Management apps enable you to perform high-level administrative actions in Mosaic platform—manage users, apps, settings, and more. Unlike regular applications, management apps don't allow you to authenticate or sign up new users, but are geared toward cross-app administration. Management apps typically represent backend services accessing Mosaic platform and operating within the tenant-wide scope, such as apps for your backoffice, SIEM monitoring, integrations, etc.

How management apps work

Management apps allow performing cross-app operations while regular app capabilities are limited to the app scope.

Note

You need to generate a management access token using the management app client credentials.

With the management access token, you can:

  • View and manage users across all apps associated with your tenant, including deleting users
  • Organize users into groups
  • Create and update apps and settings
  • Inspect sessions and audit logs for multiple apps

View, create, and update management apps either using Management APIs, or from the Admin Portal (as described below).

View management apps

The Management Apps tab under Settings presents a list of all your management applications, with the name and ID for each app along with the date it was created.

Manage apps

You can manage your applications from the Settings / Management Apps page:

  • Create a management app by clicking + Add management app and configuring Management app settings .
  • Edit a management app by clicking and then Edit .
  • Delete a management app by clicking and then Delete .

Management app settings

You can access your management app settings from the Settings / Management Apps page by clicking the relevant application in the table.

  • Application ID : Application identifier, automatically generated when the app is created.

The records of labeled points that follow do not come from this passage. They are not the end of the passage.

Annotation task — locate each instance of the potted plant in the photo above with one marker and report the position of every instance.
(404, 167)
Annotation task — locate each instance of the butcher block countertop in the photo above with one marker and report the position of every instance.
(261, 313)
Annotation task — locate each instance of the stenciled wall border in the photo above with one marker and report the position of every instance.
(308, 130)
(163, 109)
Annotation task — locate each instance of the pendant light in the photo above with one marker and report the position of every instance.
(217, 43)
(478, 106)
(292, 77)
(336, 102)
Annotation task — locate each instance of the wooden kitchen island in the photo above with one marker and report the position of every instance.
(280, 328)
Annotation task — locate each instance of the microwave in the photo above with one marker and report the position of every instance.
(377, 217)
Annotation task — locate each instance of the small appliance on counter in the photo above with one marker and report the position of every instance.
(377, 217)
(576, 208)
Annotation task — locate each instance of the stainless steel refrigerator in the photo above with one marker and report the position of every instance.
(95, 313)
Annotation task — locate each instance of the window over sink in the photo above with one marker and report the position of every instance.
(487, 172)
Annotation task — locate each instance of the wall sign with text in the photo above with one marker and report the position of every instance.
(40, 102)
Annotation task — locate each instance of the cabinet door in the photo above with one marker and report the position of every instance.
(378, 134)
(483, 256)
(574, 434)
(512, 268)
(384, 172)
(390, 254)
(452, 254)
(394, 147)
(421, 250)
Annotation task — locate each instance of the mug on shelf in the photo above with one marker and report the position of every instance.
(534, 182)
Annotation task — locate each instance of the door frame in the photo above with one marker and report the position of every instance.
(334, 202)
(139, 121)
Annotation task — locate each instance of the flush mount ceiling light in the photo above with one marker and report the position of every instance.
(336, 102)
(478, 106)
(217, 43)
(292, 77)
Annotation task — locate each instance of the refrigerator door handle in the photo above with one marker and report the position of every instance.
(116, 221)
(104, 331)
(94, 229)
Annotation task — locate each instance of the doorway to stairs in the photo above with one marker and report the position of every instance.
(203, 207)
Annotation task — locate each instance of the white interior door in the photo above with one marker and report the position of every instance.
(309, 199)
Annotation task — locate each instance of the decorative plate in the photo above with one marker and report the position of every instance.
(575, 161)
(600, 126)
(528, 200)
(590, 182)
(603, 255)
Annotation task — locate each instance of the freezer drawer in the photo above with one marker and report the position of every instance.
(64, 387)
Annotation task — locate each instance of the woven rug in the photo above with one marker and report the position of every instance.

It cannot be edited.
  • Application name : Name of your application, displayed in the Admin Portal.
  • Application description : Short description of your application, displayed in the Admin Portal.
  • Client ID : Client identifier for API requests, automatically generated when the management app is created. It cannot be edited.
  • Client secret : Client secret used to authorize API requests. It is automatically generated when the management app is created, but can be rotated when needed. Keep this secret somewhere safe, and make sure it's never exposed to your mobile or web applications.